ECOWEB, Inc. joins with the global community in the celebration of #WorldHumanitarianDay highlighting the contributions of extraordinary volunteers, professionals, and a community of people, #thehumanrace, sharing their valuable resources, time, knowledge, and skills in the delivery of emergency reliefs, shelters, protection, policy advocacy, health, and mental health care in conflict situations, during this COVID-19 pandemic, and in disaster-affected areas.
ECOWEB, Inc. works on nexus connecting its developmental, peace and climate programming to its humanitarian action through promoting survivors and community-led response (sclr) to crisis approach where people in a village– affected by disasters– organized themselves, assessed their context and situation, planned, and determined their basic needs to access or seek for humanitarian actions, and distributed equitably among themselves the available support.
In the last five years, ECOWEB’s humanitarian team with its local and international partners have been working with displaced communities in Marawi who were tremendously impacted by the siege; in earthquake-affected areas in the Caraga region and North Cotabato; in assisting economic recovery for hinterland and marginalized communities in different parts of the country severely affected by health protective lockdown against pandemic; and in several provinces in the Philippines devastated by typhoons, including typhoons Vinta (Tembin), Ompong (Mangkhut), and the recent super typhoon Odette (Rai) in 2021. In all these disaster contexts, it is the local leadership especially by the self-help groups of the affected of the disaster themselves that has made a great difference ensuring greater impact of ECOWEB’s humanitarian action.

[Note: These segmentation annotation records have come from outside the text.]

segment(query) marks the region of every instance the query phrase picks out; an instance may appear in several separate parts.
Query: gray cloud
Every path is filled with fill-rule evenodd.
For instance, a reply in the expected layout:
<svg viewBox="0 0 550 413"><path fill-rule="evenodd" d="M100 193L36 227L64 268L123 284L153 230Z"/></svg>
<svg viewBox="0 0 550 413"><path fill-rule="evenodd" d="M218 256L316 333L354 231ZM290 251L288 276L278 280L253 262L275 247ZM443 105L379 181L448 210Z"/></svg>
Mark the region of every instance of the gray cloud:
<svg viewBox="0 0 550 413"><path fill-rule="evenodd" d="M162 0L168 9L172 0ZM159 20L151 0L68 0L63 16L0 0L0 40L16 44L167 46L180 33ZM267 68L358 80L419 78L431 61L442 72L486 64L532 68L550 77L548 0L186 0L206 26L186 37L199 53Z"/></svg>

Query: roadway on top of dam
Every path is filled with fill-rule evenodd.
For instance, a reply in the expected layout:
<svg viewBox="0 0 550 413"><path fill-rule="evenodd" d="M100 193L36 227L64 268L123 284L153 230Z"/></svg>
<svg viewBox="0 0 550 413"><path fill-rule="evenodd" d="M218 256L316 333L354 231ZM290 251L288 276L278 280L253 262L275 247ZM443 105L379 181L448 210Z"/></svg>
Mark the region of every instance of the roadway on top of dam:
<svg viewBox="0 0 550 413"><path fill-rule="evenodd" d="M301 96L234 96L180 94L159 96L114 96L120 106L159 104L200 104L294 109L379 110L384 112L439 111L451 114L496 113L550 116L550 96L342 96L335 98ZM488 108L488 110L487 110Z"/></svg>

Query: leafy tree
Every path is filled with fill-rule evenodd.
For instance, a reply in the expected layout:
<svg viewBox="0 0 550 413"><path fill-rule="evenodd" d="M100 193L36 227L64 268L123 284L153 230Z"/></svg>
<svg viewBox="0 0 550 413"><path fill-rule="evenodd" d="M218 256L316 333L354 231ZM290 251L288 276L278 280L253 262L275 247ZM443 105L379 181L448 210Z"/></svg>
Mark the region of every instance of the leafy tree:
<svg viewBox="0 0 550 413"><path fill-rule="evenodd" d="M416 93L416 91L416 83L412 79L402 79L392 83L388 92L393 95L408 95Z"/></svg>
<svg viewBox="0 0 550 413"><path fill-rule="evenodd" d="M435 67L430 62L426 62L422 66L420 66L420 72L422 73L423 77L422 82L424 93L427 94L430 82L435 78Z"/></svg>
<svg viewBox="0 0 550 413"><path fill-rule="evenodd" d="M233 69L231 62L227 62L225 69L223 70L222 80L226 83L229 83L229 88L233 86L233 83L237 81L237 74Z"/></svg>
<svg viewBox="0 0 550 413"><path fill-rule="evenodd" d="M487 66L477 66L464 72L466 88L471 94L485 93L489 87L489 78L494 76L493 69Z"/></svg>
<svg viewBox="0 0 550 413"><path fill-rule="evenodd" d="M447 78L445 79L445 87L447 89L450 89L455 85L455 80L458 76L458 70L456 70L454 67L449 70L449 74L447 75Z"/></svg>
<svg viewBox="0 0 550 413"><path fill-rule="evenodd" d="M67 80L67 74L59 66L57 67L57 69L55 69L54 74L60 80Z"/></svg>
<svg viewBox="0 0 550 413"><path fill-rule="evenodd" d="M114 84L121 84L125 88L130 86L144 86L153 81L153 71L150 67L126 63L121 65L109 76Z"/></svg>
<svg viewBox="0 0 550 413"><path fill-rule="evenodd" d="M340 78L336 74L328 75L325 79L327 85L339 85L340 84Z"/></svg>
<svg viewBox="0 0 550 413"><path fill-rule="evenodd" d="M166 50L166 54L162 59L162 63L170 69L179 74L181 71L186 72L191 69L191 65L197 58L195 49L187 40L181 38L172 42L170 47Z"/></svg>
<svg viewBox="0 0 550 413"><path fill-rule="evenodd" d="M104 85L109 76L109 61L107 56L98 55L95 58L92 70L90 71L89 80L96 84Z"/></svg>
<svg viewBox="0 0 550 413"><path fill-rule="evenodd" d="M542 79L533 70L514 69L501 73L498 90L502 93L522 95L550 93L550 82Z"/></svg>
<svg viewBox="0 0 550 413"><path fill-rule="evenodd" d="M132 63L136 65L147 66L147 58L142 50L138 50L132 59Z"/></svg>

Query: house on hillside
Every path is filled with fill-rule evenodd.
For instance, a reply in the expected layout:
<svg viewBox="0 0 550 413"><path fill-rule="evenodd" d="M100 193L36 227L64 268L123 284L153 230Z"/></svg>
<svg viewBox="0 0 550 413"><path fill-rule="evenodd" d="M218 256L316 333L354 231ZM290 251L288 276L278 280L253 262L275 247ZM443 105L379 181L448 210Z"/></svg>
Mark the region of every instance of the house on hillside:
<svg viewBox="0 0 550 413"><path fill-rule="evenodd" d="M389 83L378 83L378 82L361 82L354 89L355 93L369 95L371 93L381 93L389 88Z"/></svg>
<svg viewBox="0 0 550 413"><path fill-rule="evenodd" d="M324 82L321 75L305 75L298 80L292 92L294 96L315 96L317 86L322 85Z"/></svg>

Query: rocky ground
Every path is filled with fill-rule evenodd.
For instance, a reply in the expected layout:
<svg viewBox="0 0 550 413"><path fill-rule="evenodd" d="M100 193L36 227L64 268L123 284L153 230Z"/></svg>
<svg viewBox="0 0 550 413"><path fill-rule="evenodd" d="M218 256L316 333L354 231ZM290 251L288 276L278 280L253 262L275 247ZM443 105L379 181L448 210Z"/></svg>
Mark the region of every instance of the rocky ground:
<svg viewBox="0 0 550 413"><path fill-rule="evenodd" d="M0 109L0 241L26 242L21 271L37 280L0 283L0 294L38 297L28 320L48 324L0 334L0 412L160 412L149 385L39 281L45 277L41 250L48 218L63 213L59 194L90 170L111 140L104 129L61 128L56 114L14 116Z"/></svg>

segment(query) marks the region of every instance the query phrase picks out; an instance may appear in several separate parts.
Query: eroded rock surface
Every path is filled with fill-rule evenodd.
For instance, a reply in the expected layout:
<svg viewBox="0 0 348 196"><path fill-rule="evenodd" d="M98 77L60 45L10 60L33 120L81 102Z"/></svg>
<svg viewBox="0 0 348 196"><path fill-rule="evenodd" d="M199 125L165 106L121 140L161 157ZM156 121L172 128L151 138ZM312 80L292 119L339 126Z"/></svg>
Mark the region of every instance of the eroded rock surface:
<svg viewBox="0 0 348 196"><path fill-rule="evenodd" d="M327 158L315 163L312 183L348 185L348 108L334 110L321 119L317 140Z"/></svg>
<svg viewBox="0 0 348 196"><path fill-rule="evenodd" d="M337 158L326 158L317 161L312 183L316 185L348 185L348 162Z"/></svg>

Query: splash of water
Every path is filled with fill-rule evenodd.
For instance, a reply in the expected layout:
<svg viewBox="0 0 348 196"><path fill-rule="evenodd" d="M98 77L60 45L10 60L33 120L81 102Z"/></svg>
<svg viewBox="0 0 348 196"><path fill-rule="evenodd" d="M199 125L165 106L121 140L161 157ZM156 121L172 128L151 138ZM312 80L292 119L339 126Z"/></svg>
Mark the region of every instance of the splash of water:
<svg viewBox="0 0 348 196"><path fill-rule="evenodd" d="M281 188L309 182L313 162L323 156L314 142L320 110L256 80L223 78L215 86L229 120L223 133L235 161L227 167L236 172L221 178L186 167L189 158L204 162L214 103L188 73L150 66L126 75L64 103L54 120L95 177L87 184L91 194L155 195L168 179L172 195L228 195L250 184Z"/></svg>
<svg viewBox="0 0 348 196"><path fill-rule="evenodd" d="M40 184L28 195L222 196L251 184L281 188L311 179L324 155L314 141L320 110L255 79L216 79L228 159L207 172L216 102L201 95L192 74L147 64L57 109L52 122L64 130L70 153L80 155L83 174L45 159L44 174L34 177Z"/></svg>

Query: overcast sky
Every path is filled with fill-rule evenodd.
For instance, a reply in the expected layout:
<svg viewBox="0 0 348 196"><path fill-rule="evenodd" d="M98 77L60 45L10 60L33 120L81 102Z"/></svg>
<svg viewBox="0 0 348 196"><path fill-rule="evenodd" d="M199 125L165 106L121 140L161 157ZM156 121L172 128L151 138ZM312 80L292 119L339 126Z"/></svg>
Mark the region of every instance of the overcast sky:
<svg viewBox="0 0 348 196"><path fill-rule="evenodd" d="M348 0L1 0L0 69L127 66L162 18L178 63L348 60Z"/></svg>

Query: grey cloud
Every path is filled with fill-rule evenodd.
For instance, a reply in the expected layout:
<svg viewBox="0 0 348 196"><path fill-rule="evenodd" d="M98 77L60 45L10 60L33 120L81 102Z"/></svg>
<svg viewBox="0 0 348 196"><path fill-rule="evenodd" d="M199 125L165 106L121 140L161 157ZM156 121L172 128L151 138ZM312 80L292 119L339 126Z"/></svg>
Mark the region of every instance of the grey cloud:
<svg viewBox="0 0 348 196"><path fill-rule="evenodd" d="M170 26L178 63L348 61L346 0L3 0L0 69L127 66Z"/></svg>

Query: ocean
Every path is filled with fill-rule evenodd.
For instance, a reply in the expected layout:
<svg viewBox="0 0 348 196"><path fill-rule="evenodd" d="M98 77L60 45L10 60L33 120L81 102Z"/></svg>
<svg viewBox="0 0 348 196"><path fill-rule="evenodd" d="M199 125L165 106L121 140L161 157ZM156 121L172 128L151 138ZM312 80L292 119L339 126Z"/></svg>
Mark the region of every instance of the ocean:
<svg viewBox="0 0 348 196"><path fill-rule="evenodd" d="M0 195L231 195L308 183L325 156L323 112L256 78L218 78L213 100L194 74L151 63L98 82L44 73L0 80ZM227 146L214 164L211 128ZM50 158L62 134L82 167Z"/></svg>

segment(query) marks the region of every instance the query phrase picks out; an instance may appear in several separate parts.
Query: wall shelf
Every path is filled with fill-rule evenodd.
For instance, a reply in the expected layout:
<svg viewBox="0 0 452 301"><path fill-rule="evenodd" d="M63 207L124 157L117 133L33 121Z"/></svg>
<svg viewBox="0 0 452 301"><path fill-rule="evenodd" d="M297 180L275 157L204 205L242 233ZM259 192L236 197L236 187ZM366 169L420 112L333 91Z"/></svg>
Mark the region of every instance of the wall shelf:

For the recent #TyphoonRai, which affected 91 barangays from five regions, ECOWEB gathered international and local humanitarian support. Within the first 100 days, locally-led humanitarian actions enabled us to reach 11,307 households with 4,278 benefiting from group unconditional cash assistance and 7,029 from in-kind assistance and logistical support. Through self-help group leadership, the group cash assistance was translated into multipurpose uses addressing different needs and priorities set by the affected members of the villages themselves.
ECOWEB continues to advocate and practice community-development interventions which integrates disaster preparedness as crucial in the culture of governance while engendering community’s resiliency. As such, it works in collaboration and interfaces with local government and build partnerships with international, national and local actors.
It develops systems and practices with the affected communities/villages to create a model of humanitarian response that is locally-led, need-based and people-centered in approach to guarantee a participatory maximization of resources and measures in addressing complex problems being faced by the crisis-affected. #ItTakesAVillage to show that with the right and empowering support and trust of humanitarian agencies, crisis-affected can effectively lead and help themselves rise from impact of crisis however complex the problems they face.